Given the difficulty the RCEP negotiations face, some commentators have suggested that it may be a good idea to create an ‘express edition’ or ‘light version’ of RCEP, before it reaches its maturity in the future. For instance, some scholars suggest that RCEP may include a robust review mechanism in the agreement as a mitigating tool. In this scenario, the deal could be upgraded after the signing stage to include additional products.

On the other hand, some officials and scholars argue that ‘RCEP should be an attempt to build a community like the ASEAN Economic Community and the European Union’. A few scholars go even further, referring to Pan-Asian integration and advocating that other South Asian and Pacific countries join RCEP as well. While these voices express goodwill for expanding regional integration, it is unclear whether such arguments are really conducive to the current negotiation process. There is a danger of adding greater burden to the agreement’s already stooped shoulders.

It is imperative for all 16 members to reach a comparatively high-level agreement first, as part of a phased achievement rather than a measure of expediency. This would serve to build confidence and maintain the negotiations’ momentum.

The second key relationship is that between comforting losers and encouraging winners. RCEP’s Guiding Principles and Objectives have long included a ‘provision for special and differential treatment plus additional flexibility’ for participating countries.

Yet the marginal utility of adding another low-level free trade agreement (FTA), not to mention a preferential trade agreement, into the existing regional network is limited at best. In order to change the long-held protectionist atmosphere in certain countries, it is far from enough to simply maintain or increase compensation for disadvantageous industries.

As the experience of industrialised democracies has demonstrated, special interest groups which stand to benefit from the forthcoming deals need to play a more active role, with a louder voice in pushing for trade liberalisation and domestic transformations. A squeakier wheel will get the oil.

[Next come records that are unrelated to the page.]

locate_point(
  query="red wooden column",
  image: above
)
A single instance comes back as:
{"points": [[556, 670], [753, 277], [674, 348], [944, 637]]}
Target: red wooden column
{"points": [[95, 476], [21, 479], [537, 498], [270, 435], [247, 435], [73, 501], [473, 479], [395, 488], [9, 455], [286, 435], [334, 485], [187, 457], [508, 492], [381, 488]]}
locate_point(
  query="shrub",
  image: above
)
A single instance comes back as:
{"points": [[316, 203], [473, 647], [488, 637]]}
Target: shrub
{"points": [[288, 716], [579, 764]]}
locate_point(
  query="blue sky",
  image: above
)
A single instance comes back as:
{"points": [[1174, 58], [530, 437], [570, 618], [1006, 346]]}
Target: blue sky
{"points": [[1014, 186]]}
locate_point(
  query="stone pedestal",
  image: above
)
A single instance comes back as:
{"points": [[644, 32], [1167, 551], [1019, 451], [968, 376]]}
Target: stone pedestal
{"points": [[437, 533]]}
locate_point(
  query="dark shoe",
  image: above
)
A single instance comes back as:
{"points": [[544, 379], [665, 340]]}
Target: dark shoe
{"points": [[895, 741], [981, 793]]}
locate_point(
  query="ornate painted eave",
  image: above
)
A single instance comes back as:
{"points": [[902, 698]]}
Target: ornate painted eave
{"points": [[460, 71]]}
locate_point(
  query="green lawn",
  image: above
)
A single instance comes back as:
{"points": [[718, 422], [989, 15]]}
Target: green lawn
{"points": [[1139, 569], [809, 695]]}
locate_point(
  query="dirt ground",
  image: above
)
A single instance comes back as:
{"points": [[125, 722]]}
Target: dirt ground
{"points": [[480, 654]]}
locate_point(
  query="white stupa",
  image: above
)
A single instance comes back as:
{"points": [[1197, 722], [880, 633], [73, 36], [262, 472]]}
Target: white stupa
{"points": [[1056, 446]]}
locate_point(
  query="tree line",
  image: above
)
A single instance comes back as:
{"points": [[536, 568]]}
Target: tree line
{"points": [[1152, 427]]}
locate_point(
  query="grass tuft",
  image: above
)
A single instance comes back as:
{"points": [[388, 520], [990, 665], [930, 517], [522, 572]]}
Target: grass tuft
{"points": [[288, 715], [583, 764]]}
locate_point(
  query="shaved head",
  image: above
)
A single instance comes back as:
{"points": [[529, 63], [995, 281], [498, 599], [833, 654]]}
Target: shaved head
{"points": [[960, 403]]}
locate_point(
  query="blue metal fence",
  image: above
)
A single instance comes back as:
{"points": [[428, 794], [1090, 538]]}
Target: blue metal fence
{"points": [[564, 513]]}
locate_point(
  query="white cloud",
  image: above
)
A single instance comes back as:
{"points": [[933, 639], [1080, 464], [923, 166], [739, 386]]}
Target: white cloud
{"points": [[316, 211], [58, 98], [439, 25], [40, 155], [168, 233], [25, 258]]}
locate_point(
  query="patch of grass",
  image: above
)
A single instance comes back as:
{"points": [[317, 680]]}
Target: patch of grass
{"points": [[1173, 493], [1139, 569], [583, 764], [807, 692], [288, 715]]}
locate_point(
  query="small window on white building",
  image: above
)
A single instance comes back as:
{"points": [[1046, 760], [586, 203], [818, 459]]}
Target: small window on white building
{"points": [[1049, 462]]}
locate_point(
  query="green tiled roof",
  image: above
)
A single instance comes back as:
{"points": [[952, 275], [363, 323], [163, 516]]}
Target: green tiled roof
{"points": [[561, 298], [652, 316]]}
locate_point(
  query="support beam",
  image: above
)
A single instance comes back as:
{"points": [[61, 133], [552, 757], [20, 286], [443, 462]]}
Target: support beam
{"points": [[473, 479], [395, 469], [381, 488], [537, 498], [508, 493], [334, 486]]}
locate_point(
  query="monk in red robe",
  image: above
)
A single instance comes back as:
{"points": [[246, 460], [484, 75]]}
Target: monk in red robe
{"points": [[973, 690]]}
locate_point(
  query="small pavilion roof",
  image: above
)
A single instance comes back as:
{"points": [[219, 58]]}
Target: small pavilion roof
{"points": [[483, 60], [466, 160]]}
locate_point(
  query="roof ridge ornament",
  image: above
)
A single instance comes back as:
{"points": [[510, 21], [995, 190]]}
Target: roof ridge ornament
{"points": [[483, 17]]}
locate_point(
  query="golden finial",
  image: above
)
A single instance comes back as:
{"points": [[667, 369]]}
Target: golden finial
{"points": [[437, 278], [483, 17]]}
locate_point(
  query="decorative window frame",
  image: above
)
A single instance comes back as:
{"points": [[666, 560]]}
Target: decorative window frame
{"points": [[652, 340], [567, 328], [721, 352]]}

Last but not least is the relationship between maintaining multilateral momentum and speeding up the regional process.

So far, at least ostensibly, the official position of many Asian countries is to push the Doha Round negotiations. To be fair, some countries in the region, like India, have been playing a positive role in pursuing the balanced development of the multilateral trading system and in striving for special and differential treatment for less-developed countries.

At the multilateral level, a consensus among some 163 WTO members is needed. At the regional level, however, there is a relatively limited number of negotiating parties. In this context, member states’ blind adherence to their own immediate interests can lead to protracted talks, and even to a full replay of the gridlocked Doha Round negotiations.

2015 was a crucial year for Asia-Pacific FTAs, the biggest event being the eventual conclusion of TPP negotiations. This year may be even bigger for world trade politics. Besides RCEP, the Transatlantic Trade and Investment Partnership between the United States and the EU, as well as the Economic Integration Agreement between Japan and their European counterparts, are all due at the end of 2016.

With these mega-FTAs, the power balance of global trade and rule-making is undergoing a fundamental transformation. The approach of world trade negotiations is also changing significantly.

Time is running out. Without a substantial outcome, will RCEP be ‘much ado about nothing’? We can only hope for the best.

He Ping is Associate Professor of international political economy at the Center for Japanese Studies, Institute of International Studies, Fudan University.